HDP Mardin Milletvekili Mithat Sancar, Meclis'te devam eden Anayasa değişiklik teklifi görüşmelerinde konuştu.

Sancar, "Dyelim ki buradan geçti; meydana ineceğiz referandum için. Siz, en ciddi rakibinizin, "hayır" kampanyasının en etkili aktörünün elini kolunu bağlayarak bir "evet" kampanyası yürütmeyi içinize sindirebiliyor musunuz?" diye sordu.

HDP'li Mithat Sancar, Anayasa değişikliğinin kabulü ve sistemin yerleşmesi halinde  sonucun "intikamcılık ve rövanşizm" olacağını ifade etti

Sancar'ın konuşmasından satırbaşları şöyle:

"AKP temsilcileri ve Hükümet adına konuşan bakanlar bu teklifi savunurken birkaç gerekçe ileri sürüyorlar. İleri sürdükleri gerekçelerden ilki "Başkanlık" ya da "Cumhurbaşkanlığı sistemi" adı verdikleri bu yeni sistemin Türkiye'ye istikrar getireceği iddiasıdır. Oysa istikrar açısından baktığımızda asıl büyük sorunun AKP'nin güçlendiği dönemlerde yaşandığını görürüz. AKP güçlendikçe ülkeye ne demokrasi açısından istikrar geliyor ne ekonomik açıdan istikrar geliyor ne de toplumsal barışı sağlayacak bir uzlaşma ortamı ortaya çıkıyor.

BÜTÜN YETKİ CUMHURBAŞKANINDA TOPLANIYOR

AKP sözcülerinin ileri sürdüğü ikinci gerekçe hukuk devletini güçlendirmek istediği şeklindedir. Hukuk devletinin iki temel kuralı var birbirine bağlı, biri kuvvetler ayrılığıdır diğeri de buna bağlı olarak yargı bağımsızlığıdır. Peki bu teklifte kuvvetler ayrılığı var mı? Hayır. Kesinlikle yok. Bütün yetki nihai olarak Cumhurbaşkanında toplanıyor. Bu sistemde bir fren ve denetleme organı olması gereken yargı yine Cumhurbaşkanının denetimi altına sokuluyor, doğrudan veya dolaylı olarak.

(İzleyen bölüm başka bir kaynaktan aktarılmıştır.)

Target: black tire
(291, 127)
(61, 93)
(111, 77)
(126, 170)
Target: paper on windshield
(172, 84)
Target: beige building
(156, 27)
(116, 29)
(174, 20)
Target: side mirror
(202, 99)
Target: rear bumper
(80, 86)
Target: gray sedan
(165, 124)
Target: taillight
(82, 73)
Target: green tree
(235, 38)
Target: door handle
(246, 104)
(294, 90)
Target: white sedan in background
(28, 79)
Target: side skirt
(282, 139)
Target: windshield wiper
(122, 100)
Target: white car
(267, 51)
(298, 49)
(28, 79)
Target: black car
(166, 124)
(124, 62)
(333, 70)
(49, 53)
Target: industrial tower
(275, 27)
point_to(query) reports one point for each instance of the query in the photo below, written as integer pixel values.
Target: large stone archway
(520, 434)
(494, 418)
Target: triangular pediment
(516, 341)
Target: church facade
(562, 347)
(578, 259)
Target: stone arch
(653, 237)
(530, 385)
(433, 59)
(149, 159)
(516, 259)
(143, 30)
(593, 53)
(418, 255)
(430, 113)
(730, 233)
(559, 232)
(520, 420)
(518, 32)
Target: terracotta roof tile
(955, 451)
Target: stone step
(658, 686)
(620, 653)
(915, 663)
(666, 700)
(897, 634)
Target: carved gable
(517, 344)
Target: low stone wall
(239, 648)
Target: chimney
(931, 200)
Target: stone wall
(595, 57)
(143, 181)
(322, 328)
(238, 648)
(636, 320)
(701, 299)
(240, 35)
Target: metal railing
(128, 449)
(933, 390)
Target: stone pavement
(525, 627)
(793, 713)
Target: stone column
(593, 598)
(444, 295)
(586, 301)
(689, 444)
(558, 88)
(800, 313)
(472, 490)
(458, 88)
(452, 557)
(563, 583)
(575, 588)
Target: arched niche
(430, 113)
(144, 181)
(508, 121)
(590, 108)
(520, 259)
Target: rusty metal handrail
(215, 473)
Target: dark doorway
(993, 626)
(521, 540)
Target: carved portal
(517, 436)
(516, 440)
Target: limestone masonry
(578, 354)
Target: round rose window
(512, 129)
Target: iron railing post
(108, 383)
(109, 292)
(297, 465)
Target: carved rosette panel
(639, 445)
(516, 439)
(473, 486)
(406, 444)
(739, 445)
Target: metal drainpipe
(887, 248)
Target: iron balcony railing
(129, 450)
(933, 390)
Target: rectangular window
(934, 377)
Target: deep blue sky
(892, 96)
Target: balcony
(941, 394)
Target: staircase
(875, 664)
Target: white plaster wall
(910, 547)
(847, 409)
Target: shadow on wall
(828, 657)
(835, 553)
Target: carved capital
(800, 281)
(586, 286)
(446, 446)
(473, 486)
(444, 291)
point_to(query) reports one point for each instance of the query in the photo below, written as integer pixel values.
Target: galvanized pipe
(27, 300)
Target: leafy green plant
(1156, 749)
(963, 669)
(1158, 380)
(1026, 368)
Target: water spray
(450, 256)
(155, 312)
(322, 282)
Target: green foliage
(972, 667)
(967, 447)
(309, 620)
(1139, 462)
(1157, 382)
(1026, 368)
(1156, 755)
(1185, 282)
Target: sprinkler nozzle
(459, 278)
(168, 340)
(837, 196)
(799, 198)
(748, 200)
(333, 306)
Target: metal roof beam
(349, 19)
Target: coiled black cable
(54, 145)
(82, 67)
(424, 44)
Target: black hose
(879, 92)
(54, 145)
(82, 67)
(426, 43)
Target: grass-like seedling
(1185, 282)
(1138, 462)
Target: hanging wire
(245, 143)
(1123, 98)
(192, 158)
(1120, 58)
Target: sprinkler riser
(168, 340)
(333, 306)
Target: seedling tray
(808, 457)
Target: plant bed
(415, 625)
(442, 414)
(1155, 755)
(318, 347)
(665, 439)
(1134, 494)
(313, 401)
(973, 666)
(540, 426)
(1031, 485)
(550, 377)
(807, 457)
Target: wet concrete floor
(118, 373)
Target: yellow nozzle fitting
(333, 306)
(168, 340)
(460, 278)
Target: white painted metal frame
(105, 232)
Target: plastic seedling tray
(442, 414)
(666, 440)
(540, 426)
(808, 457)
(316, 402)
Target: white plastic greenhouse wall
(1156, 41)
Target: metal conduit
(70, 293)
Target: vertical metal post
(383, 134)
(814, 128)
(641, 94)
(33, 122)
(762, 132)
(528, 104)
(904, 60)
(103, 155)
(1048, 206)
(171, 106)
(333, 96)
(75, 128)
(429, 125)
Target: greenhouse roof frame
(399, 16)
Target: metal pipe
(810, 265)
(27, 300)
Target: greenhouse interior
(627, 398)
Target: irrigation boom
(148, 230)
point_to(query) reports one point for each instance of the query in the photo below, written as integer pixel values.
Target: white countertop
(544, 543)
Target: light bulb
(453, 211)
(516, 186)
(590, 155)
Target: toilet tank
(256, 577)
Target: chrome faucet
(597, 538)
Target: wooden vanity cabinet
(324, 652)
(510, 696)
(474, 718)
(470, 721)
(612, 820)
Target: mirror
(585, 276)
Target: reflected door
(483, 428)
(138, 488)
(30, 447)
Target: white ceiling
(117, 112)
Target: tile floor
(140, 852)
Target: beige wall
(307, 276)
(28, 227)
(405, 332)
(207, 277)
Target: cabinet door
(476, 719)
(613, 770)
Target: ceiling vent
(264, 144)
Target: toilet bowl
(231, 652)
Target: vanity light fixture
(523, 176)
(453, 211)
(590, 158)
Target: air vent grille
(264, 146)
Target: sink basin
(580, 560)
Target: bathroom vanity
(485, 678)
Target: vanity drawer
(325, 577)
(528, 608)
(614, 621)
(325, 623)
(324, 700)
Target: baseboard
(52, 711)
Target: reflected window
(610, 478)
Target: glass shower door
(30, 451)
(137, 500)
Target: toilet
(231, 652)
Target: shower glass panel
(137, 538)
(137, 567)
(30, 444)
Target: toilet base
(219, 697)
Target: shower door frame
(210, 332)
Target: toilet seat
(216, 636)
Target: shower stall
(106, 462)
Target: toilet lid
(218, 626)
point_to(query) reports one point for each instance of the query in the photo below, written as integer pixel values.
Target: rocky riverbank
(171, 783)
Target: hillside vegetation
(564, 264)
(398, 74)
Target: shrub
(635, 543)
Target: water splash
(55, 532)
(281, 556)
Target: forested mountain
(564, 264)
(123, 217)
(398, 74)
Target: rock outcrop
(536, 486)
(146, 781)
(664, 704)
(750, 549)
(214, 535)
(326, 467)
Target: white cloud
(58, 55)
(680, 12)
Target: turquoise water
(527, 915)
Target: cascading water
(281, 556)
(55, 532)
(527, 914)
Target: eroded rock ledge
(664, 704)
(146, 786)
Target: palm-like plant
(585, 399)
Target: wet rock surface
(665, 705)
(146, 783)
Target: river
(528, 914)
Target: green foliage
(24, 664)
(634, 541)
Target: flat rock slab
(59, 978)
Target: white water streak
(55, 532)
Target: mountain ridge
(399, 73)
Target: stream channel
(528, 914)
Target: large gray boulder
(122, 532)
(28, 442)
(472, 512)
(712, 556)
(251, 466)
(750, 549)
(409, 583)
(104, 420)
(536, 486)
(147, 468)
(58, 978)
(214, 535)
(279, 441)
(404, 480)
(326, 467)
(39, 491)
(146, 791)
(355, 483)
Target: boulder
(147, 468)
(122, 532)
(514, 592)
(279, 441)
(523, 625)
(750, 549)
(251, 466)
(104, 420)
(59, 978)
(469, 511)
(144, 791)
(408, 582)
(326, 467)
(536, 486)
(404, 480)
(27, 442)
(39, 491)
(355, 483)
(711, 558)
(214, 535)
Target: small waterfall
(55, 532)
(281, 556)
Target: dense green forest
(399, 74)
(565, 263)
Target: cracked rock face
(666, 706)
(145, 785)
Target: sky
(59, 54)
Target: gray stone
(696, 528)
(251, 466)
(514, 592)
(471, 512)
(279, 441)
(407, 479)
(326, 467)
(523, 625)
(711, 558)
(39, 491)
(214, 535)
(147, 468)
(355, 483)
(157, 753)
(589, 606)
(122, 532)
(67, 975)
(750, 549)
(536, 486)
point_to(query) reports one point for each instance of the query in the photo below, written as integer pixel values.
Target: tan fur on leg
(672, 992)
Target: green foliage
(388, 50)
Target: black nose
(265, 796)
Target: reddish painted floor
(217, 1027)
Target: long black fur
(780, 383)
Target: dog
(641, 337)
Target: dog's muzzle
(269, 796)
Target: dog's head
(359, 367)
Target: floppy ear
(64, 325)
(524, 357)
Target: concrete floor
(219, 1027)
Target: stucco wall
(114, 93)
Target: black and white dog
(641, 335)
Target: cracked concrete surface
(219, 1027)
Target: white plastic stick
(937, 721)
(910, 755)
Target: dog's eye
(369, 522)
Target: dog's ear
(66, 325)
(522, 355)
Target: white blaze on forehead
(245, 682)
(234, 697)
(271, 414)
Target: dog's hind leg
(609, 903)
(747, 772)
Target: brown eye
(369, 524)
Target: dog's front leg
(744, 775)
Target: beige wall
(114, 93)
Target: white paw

Yargı bağımsızlığı kaldırılıyor. Üçüncü gerekçe içinse: "Bu teklifle biz demokrasiyi güçlendiriyoruz diyorlar." Demokrasiden anladıkları görülüyor ki sadece seçimlerdir. Seçimlere dayalı bir sistem, cumhurbaşkanının doğrudan halk tarafından seçilmesi demokrasiyi güçlendirmek olarak sunuluyor.

Seçim, demokrasinin vazgeçilmez şartıdır, varlık sebebidir; doğru fakat tek şartı değildir. Ayrıca, seçimin var olması tek başına bir sistemi demokrasi olarak nitelemeye yetmez.

EN CİDDİ RAKİBİNİZİN ELİ KOLU BAĞLI

Diyelim ki buradan geçti; meydana ineceğiz referandum için. Siz, en ciddi rakibinizin, "hayır" kampanyasının en etkili aktörünün elini kolunu bağlayarak bir "evet" kampanyası yürütmeyi içinize sindirebiliyor musunuz?

Buna "demokrasi" diyebiliyor musunuz? Diyebiliyorsanız size söyleyecek bir söz bulamıyorum. Bu kadar çok yetki verdiğiniz bir Cumhurbaşkanı neredeyse hukukun tamamen denetimi dışında faaliyet gösterme imkânına sahiptir. Anayasa Komisyonu görüşmeleri sırasında söyledim. Bu kadar çok hukuksuzluk yaşanıyor bu ülkede, her gün yeni hukuksuzluklar yaşanıyor. Yarın öbür gün başkanlık seçimini AKP kaybederse, rakibi olan siyasi güç kazanırsa, gelip aynı yöntemleri AKP'lilere uygularsa itirazınız olacak mı?

Eğer bu sistem yerleşirse sonu intikamcılıktır, rövanşizmdir. Bugün herkesi terörist ilan ediyorsunuz. Seçimi alan siyasi güç çıktı, dedi ki: "AKP terörist bir örgüttü zamanında. Oraya mensup olanlar, iltisak edenler, yardım edenler, çalışanlar teröristti." O zaman biz sizi savunacağız, o haksızlıklara karşı çıkacağız ama sizin karşı çıkma hakkınız olmayacak.